Weniger überzeugen hingegen sind einige Neudeutungen der Wandmalereien, die in den Begleittexten vorgetragen werden. So interpretiert Coronel Rivera das gesamte Treppenhausgemälde im Nationalpalast als gewaltige Opferschale, als cuauhxicalli, welche das Herz und das Blut aztekischer Menschenopfer aufnahm (197-198). Aus keiner der abgebildeten Vorzeichnungen geht aber die Zentralität eines solchen Motivs hervor; die einem flachen und mittig vertieften Becken ähnelnde Gesamtform der zentralen Westwand ist vielmehr durch die Architektur vorbestimmt. In ihrem Zentrum brachte Rivera auf einem Feigenkaktus, der sich über einem Altar erhebt, in Übergröße den mythologischen mexikanischen Adler an (Detail S. 218). Vor das mit einer Sonnenscheibe geschmückte Antependium hält ein Priester das blutüberströmte Herz eines weisshäutigen Opfers, dessen Präsenz, da nur der Brustkorb und die Bauchregion zu sehen sind, eher heruntergespielt wird. Weder der Zelebrant noch der Getötete stechen aus der allgemeinen Menschenfülle besonders hervor; sie erscheinen wie Zugaben zum zentralen Altar und finden sich nicht auf den abgebildeten Vorstudien. Es handelt sich also um einen ikonographischen Nachtrag, der überdies nicht einmal am Boden der vermeintlichen Schale erscheint.

Ähnlich wenig auf Anschauung gestützt erscheint Coronel Riveras Deutung der ersten Wandmalerei des Künstlers, Die Schöpfung (La Creación) im ehemaligen Oberschulen-Amphitheater von San Ildefonso in Mexiko-Stadt, heute Simón-Bolívar-Auditorium als pythagoreische Allegorie (11-19, besonders 16-17). Bereits die Nummerierung des zugehörigen ikonographischen Schemas auf S. 9 erscheint problematisch.

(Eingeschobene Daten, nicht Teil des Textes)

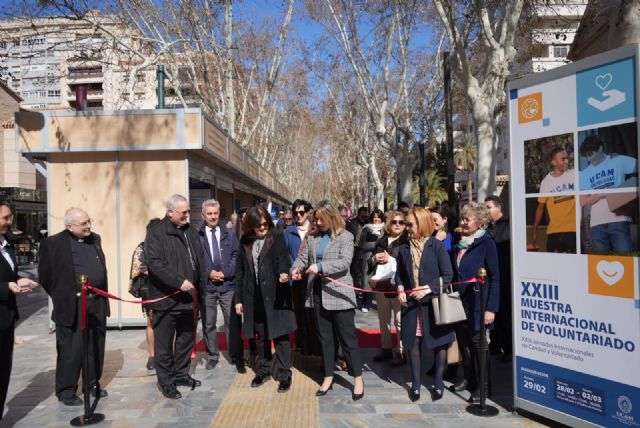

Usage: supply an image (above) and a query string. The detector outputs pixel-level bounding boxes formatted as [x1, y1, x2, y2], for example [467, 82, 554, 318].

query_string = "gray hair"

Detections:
[201, 198, 220, 212]
[165, 194, 188, 210]
[63, 207, 85, 226]
[461, 202, 491, 229]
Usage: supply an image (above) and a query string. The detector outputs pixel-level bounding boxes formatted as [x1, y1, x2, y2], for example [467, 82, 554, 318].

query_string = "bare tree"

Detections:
[433, 0, 525, 200]
[303, 0, 444, 209]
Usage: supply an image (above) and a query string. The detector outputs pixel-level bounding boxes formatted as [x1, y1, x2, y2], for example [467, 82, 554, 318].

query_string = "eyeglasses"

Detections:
[294, 210, 307, 216]
[460, 217, 476, 224]
[72, 219, 92, 227]
[284, 217, 293, 221]
[405, 221, 413, 228]
[257, 222, 269, 229]
[171, 209, 190, 215]
[390, 220, 405, 226]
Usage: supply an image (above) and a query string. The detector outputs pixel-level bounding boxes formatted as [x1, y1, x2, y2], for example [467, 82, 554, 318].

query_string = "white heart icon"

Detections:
[596, 260, 624, 286]
[595, 73, 613, 91]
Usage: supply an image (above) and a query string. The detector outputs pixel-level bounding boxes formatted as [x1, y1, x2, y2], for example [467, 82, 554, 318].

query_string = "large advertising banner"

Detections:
[508, 45, 640, 427]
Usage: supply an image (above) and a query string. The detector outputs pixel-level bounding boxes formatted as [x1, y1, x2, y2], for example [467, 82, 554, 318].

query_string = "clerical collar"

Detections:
[67, 230, 91, 243]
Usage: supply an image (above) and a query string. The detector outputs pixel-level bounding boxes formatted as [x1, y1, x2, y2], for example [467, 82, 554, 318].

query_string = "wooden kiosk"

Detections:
[15, 108, 291, 327]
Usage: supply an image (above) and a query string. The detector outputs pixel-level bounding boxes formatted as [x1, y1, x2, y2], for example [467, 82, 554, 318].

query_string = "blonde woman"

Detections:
[396, 207, 454, 402]
[291, 200, 364, 401]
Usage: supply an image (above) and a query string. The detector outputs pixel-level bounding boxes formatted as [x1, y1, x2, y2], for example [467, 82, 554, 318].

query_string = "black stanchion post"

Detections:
[467, 268, 499, 417]
[71, 275, 105, 426]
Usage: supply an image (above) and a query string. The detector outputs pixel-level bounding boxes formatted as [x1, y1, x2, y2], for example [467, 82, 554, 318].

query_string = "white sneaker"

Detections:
[361, 307, 369, 313]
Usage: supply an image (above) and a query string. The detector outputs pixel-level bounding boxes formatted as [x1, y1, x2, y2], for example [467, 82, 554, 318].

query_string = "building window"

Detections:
[553, 45, 569, 58]
[47, 89, 60, 97]
[0, 41, 6, 49]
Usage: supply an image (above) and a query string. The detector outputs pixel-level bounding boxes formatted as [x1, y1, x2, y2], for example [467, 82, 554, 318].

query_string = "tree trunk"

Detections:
[467, 172, 473, 204]
[396, 161, 414, 207]
[471, 96, 497, 201]
[224, 0, 236, 139]
[369, 156, 385, 210]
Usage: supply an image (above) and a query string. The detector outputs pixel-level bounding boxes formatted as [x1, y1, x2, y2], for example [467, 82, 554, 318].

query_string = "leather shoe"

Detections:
[59, 395, 83, 406]
[235, 360, 247, 374]
[277, 378, 292, 393]
[90, 387, 108, 398]
[206, 360, 218, 370]
[315, 383, 333, 397]
[450, 379, 471, 392]
[251, 374, 268, 388]
[431, 389, 444, 401]
[352, 390, 365, 401]
[160, 384, 182, 399]
[175, 375, 202, 389]
[408, 389, 420, 402]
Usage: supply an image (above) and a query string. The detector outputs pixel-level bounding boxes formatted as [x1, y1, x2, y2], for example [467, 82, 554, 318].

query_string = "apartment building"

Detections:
[0, 15, 157, 111]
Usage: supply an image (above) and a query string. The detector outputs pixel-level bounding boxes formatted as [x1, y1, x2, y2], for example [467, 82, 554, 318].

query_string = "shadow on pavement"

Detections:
[2, 369, 55, 426]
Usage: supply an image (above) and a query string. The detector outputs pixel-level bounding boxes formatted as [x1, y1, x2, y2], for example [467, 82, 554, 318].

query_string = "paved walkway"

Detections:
[1, 265, 552, 427]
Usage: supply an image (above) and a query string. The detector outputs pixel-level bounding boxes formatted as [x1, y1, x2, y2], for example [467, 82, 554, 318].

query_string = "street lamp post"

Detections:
[443, 51, 458, 219]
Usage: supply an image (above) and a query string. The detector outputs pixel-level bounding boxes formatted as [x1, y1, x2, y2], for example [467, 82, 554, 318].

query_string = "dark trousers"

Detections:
[312, 293, 362, 377]
[228, 294, 256, 363]
[0, 323, 14, 420]
[456, 323, 491, 391]
[203, 289, 234, 362]
[491, 286, 512, 356]
[153, 309, 195, 387]
[55, 298, 107, 399]
[253, 311, 292, 381]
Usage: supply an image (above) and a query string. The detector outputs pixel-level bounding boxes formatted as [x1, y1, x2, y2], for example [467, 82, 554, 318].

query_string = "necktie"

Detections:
[210, 227, 223, 272]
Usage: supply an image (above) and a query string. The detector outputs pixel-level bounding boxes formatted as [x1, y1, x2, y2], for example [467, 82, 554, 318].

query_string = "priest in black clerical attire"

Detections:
[39, 208, 109, 406]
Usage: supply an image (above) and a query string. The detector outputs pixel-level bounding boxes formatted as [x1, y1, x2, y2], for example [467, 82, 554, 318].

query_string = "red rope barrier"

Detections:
[315, 272, 480, 294]
[80, 283, 199, 359]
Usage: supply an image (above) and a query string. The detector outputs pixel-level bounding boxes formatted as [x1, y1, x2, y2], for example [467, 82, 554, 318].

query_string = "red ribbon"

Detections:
[80, 283, 199, 359]
[316, 272, 480, 294]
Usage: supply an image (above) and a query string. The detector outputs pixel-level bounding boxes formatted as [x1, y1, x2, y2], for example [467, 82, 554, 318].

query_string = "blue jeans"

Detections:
[590, 221, 634, 253]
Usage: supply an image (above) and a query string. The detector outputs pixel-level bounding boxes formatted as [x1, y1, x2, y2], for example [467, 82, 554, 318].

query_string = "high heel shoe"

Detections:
[409, 389, 420, 402]
[352, 384, 365, 401]
[352, 390, 364, 401]
[315, 383, 333, 397]
[431, 389, 444, 401]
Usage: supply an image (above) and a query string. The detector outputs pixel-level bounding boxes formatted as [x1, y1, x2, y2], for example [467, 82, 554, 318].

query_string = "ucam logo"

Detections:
[613, 395, 637, 426]
[588, 255, 635, 299]
[518, 92, 543, 124]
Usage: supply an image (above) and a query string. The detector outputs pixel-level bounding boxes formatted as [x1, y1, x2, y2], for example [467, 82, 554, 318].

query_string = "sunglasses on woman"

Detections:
[390, 220, 405, 226]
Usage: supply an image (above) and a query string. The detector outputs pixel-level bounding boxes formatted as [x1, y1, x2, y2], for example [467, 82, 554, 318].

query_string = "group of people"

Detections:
[0, 192, 513, 420]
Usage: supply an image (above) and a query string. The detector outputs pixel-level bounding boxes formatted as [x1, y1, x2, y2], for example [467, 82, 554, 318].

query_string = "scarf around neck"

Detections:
[457, 229, 486, 250]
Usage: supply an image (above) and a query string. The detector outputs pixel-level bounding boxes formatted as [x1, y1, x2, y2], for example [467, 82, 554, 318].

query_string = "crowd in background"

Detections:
[128, 194, 512, 404]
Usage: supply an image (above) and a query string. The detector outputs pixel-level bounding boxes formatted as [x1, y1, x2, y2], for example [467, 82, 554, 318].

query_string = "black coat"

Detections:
[39, 231, 109, 327]
[0, 242, 18, 331]
[145, 217, 206, 312]
[395, 238, 455, 349]
[234, 231, 295, 340]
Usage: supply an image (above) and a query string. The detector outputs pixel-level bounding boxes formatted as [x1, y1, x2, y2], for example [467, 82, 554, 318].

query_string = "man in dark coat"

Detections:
[39, 208, 109, 406]
[0, 202, 38, 419]
[145, 194, 206, 399]
[485, 196, 512, 362]
[197, 199, 239, 371]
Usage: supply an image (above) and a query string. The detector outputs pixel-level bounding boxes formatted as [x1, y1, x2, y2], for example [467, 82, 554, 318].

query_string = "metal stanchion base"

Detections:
[70, 413, 105, 426]
[466, 404, 499, 417]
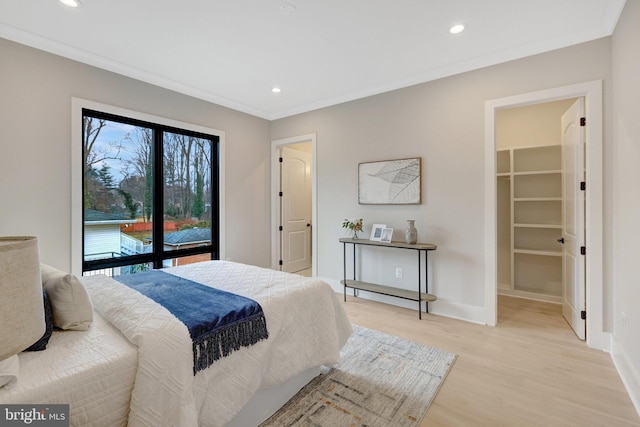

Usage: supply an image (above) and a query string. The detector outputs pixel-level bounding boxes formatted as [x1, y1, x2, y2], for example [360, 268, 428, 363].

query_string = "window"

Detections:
[81, 108, 220, 276]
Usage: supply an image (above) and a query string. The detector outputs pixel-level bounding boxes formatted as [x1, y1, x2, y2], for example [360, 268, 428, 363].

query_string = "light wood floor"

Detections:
[342, 294, 640, 427]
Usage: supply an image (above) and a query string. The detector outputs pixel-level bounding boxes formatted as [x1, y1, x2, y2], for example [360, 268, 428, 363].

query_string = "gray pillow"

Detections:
[41, 264, 93, 330]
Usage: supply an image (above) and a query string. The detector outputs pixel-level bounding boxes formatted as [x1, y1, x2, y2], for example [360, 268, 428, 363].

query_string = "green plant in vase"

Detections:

Betrachtet man etwa die ganzseitige Abbildung des Kopfes einer Personifikation auf S. 8, so wird sie dort als “Die Kraft (La Fuerza)” gedeutet und auf die Nummer 18 verwiesen. Die Abbildung entspricht aber eindeutig der dortigen Nummer 20, im Diagramm fälschlicherweise “Die Wissenschaft (La Ciencia)” genannt. Entsprechungen zwischen den Nummern im Diagramm und den Benennungen ergeben sich tatsächlich nur, wenn man zu den Nummern 1 bis 20 jeweils 2 Punkte addiert und von den Nummern 21 bis 22 jeweils 20 Punkte abzieht. Weder zur Personifikation der “Kraft” noch zu der der “Wissenschaft” gehört meines Erachtens die auf S. 15 oben abgebildete und dort mit der “Wissenschaft” in Verbindung gebrachte Rötelzeichnung (Privatsammlung, Mexiko), die Rivera neben einer Widmung und seiner Signatur mit der Notiz “Roma 1921” versah. Dies deutet auf eine Entstehung der Zeichnung in der italienischen Hauptstadt hin, die der Maler nachweislich in jenem Jahr besuchte (649), Monate bevor er im November desselben Jahres Einzelheiten der Schöpfung auch nur zu planen begann (12).

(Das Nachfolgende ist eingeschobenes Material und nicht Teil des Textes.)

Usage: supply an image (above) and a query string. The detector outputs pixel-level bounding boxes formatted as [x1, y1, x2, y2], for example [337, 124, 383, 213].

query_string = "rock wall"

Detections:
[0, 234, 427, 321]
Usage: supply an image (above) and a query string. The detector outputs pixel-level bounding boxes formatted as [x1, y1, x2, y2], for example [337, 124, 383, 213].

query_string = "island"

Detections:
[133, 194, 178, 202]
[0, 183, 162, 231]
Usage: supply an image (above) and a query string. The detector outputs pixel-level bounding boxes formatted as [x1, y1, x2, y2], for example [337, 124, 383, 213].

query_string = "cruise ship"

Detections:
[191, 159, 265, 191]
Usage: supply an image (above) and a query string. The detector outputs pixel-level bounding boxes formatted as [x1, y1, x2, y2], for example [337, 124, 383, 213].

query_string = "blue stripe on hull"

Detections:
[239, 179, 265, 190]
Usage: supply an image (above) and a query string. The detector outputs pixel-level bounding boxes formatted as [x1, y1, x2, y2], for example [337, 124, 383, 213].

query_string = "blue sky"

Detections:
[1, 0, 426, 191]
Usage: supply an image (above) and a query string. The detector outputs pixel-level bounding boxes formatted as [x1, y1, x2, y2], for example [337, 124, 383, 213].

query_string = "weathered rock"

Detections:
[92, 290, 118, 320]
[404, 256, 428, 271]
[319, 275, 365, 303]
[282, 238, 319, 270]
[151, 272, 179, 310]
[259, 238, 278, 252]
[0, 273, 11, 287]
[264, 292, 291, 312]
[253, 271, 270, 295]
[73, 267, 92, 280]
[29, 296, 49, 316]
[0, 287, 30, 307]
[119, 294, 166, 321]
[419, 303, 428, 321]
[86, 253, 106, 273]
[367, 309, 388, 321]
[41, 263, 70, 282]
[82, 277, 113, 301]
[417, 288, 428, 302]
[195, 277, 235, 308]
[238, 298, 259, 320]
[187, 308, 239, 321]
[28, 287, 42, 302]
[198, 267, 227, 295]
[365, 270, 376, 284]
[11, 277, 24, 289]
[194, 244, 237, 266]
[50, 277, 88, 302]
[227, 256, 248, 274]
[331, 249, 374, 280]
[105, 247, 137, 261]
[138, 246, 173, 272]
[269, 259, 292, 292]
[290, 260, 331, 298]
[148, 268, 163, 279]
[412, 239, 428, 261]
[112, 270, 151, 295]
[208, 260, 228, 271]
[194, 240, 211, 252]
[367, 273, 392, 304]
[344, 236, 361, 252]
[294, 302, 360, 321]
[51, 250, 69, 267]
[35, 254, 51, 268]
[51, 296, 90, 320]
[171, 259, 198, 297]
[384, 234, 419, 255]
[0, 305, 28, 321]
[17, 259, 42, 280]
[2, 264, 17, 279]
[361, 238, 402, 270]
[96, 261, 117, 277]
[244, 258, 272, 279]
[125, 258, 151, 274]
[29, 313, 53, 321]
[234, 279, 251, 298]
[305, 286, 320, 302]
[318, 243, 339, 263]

Coronel Rivera nennt die von Raffael und Perugino gestaltete Wandmalerei in San Severo in Perugia als kompositorisches Vorbild (11). Wie die Schöpfung sei auch das umbrische Fresko in drei vertikal übereinander liegende Schichten unterteilt; in Perugia bestehe die oberste angeblich aus dem Heiligen Geist, die mittlere aus Christus – hier fälschlicherweise als Ecce homo bezeichnet, statt als Rückkehr des Weltenrichters – und die unterste aus Peruginos stehenden Heiligen (12). Bei einer Betrachtung des italienischen Freskos wird jedoch offenkundig, dass es nur fragmentarisch erhalten ist. Über Christus und dem als Taube dargestellten Heiligen Geist, die eine gestalterische Einheit bilden und nicht als unterschiedliche Segmente gedeutet werden können, befand sich auf der zentralen Symmetrieachse der segnende Gottvater, dem – ganz wie in einigen Apsisdekorationen christlicher Basiliken – Riveras Empyreum exakt entsprechen würde. Bliebe man in dieser Tradition, befände sich auch hier genau unter dieser Darstellung Christus, der tatsächlich mit dem jungen Mann gemeint sein könnte, der an der Spitze der Waldpyramide in Kreuzform beide Arme dem Betrachter entgegenbreitet. Unter diesem sieht man jedenfalls eindeutig die Symbole der vier Evangelisten, deren Identität in der vorliegenden Publikation nicht erkannt ist, obwohl sie akkurat beschrieben werden (15).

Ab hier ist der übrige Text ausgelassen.